Using PCA to clean data and reduce dimensionality, then linear regression with cross-validation

In [17]:
import pandas as pd
import numpy as np
from sklearn.preprocessing import StandardScaler
from sklearn.decomposition import PCA

train_path = "MiNDAT.csv"
test_path = "MiNDAT_UNK.csv"
id_col = "LOCAL_IDENTIFIER"
target_col = "CORRUCYSTIC_DENSITY"
variance_to_keep = 0.001

# 1) Load
train = pd.read_csv(train_path)
test = pd.read_csv(test_path)

# 2) Normalize column names (strip whitespace)
train.columns = train.columns.str.strip()
test.columns = test.columns.str.strip()

# 3) Separate out ID and target

y = train[target_col]
train_ids = train[id_col]
test_ids = test[id_col]

# 4) Select numeric feature set (exclude ID and target)
X_train = train.drop(columns=[c for c in [id_col, target_col] if c in train.columns])
X_test = test.drop(columns=[id_col], errors="ignore")

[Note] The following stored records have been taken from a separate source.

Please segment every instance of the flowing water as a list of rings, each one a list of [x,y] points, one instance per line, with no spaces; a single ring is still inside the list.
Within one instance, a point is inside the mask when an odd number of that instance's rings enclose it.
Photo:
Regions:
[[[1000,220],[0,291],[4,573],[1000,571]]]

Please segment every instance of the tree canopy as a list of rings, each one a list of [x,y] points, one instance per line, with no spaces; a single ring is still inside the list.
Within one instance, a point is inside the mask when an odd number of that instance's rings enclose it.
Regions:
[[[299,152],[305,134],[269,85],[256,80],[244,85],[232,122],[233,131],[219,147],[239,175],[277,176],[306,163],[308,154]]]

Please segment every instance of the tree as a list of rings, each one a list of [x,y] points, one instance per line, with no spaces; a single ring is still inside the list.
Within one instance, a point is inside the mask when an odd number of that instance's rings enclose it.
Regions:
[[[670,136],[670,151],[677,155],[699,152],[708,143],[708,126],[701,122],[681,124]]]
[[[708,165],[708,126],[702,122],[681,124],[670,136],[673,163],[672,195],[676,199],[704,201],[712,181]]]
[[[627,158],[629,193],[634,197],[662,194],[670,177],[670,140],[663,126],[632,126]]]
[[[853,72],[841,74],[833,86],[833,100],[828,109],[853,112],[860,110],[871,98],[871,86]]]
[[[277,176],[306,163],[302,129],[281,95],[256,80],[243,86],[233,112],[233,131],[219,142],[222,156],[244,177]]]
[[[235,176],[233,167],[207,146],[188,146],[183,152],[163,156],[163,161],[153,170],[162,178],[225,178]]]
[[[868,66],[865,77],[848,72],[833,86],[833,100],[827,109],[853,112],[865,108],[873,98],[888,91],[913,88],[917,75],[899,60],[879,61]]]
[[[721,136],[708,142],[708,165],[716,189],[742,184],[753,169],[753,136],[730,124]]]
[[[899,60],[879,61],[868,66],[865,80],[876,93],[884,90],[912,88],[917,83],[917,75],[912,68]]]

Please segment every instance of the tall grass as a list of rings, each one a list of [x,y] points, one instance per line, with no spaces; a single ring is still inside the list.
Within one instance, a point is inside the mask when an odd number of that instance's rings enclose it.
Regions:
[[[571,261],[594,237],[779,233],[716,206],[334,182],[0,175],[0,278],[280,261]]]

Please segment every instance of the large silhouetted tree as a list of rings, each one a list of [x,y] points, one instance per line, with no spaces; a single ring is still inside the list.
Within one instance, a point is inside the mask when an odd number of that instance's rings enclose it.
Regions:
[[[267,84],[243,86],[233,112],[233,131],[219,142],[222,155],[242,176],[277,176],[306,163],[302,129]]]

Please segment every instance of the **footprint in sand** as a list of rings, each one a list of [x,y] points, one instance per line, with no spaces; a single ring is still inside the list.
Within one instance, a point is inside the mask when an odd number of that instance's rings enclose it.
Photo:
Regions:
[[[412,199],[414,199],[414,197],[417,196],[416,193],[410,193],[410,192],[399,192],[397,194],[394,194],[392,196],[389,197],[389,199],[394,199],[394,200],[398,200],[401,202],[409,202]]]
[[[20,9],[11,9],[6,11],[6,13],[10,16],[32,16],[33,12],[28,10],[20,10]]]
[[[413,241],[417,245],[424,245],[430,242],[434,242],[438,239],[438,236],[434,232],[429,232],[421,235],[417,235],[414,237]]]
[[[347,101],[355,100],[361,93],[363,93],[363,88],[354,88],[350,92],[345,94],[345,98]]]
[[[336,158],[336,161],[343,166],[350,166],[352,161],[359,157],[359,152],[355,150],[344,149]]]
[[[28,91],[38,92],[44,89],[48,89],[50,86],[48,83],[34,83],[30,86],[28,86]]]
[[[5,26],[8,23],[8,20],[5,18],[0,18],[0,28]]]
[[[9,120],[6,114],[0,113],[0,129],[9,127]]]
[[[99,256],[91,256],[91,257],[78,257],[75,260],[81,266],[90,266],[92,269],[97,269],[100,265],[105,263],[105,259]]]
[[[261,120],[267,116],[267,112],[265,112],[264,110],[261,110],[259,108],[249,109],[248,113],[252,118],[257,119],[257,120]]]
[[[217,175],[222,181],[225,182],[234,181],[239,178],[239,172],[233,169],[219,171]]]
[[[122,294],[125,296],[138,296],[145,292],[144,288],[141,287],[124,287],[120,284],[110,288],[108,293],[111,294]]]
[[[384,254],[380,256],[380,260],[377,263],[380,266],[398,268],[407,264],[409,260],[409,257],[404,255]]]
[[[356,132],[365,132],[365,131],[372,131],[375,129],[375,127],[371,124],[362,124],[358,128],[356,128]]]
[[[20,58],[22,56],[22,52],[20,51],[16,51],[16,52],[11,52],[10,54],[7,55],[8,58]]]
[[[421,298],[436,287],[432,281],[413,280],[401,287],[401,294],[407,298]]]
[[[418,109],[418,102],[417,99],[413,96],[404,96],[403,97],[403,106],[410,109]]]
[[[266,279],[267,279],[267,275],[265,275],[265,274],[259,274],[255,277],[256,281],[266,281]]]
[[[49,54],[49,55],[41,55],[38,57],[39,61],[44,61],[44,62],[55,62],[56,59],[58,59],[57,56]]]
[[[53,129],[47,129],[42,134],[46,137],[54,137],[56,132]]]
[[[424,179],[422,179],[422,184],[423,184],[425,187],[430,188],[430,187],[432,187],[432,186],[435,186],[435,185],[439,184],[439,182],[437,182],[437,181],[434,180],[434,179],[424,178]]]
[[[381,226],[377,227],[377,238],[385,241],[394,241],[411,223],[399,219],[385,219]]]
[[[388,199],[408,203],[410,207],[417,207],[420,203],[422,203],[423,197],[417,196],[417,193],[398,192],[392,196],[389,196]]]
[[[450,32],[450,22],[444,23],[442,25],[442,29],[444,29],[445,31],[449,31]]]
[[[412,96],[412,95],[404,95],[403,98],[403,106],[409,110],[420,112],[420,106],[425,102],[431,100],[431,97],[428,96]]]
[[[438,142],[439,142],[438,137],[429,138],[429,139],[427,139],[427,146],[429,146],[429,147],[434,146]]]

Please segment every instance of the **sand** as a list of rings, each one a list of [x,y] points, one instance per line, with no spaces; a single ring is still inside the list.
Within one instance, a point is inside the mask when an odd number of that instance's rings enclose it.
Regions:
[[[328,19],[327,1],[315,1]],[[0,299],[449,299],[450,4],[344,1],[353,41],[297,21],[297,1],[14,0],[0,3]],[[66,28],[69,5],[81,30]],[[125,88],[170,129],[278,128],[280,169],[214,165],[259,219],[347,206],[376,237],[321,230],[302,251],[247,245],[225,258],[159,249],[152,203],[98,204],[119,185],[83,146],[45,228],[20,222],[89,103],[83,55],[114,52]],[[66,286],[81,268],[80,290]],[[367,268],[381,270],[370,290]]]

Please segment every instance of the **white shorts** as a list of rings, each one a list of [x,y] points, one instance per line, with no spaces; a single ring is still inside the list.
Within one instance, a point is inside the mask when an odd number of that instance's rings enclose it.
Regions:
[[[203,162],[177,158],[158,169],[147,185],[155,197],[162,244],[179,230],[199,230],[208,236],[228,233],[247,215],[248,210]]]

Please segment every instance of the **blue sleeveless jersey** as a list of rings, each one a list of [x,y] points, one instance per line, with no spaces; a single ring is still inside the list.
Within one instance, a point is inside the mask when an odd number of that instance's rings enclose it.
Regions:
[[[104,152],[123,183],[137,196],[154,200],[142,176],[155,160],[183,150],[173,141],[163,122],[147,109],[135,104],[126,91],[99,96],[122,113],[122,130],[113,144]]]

# Keep only numeric columns
X_train = X_train.select_dtypes(include=[np.number]).copy()
X_test = X_test.select_dtypes(include=[np.number]).copy()

# Align test columns to train columns
X_test = X_test.reindex(columns=X_train.columns, fill_value=np.nan)

# 5) Impute missing values using training medians
train_medians = X_train.median(numeric_only=True)
X_train = X_train.fillna(train_medians)
X_test = X_test.fillna(train_medians)

# 6) Standardize (fit on train, transform both)
scaler = StandardScaler()
X_train_std = scaler.fit_transform(X_train)
X_test_std = scaler.transform(X_test)

# 7) Choose the number of components to retain the desired variance
#    Fit a full PCA first to inspect cumulative explained variance
pca_full = PCA(svd_solver="full")
pca_full.fit(X_train_std)
cum_var = np.cumsum(pca_full.explained_variance_ratio_)
k = int(np.searchsorted(cum_var, variance_to_keep) + 1)
k = max(1, min(k, X_train_std.shape[1]))  # safety bounds

print(f"Total numeric features: {X_train_std.shape[1]}")
print(f"Chosen components (k) for >= {variance_to_keep*100:.1f}% variance: {k}")
print(f"Actual variance retained: {cum_var[k-1]*100:.2f}%")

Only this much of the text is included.